Closed mlissner closed 2 days ago
Looks like we do have an index with this name in our code:
We don't have it in Elastic though:
We do have recap_sweep, but I think that's a different index.
@ERosendo, do you know if we missed a step here?
@mlissner I don't think we missed a step. The index should be recreated by the cronjob:
Oh, there is some funkiness going on here!
I just noticed that the cronjobs aren't finishing. They should have a status of "Completed", but instead they either have "Error" on odd days or "Running" on even days:
Looking in the logs of one that's running (from ten days ago), it says:
INFO Re-indexing task scheduled ID: UkMvqJ2UQQqjcVU9Dxq7_w:768120192
INFO Task progress: 22000/3000097 documents. Estimated time to finish: 8126.203466 seconds.
INFO Task progress: 22000/3000097 documents. Estimated time to finish: 1108154.855345 seconds.

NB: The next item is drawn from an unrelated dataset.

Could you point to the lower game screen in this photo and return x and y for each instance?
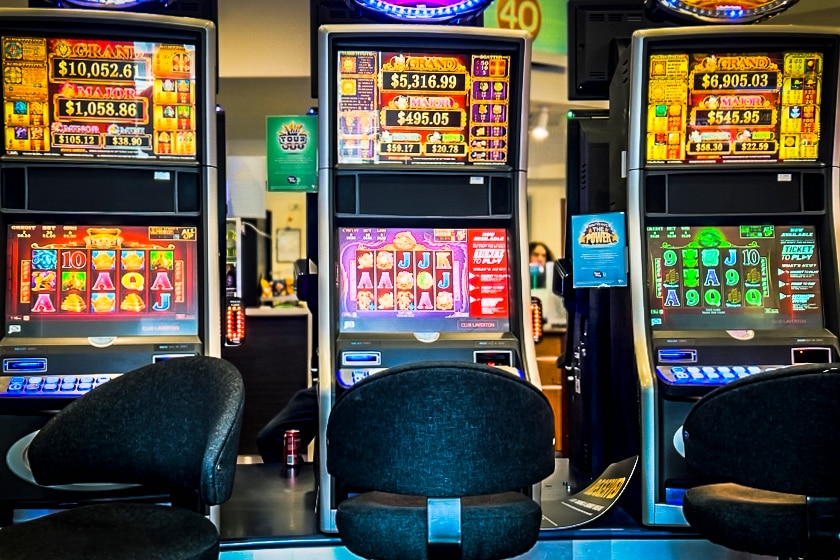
(414, 280)
(71, 281)
(733, 277)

The one from nine days ago has the stacktrace about the index, then the one from eight days says:
INFO Re-indexing task scheduled ID: nmLgdM-aSDCkZNmyVoOodg:1550099198
INFO Task progress: 7000/3822206 documents. Estimated time to finish: 32773.302462 seconds.
INFO Task progress: 7000/3822206 documents. Estimated time to finish: 17895189.307496 seconds.
Ideas?
I debugged the cl_send_recap_alerts
command and identified two issues:
Excessive Wait Times: We use a while loop and the sleep method to pause execution during the index migration process. We also added a helper method to estimate the remaining time for reindexing(compute_estimated_remaining_time
). While this approach is generally effective, it can lead to unintended consequences when the estimated time drastically increases. The first time we ran the command, the initial estimation was 1108154.85 seconds (approximately 12 days), causing the process to remain dormant for an extended period. To mitigate this issue, we should implement an upper bound for the estimated time. This will prevent excessively long wait times and ensure the process continues as expected.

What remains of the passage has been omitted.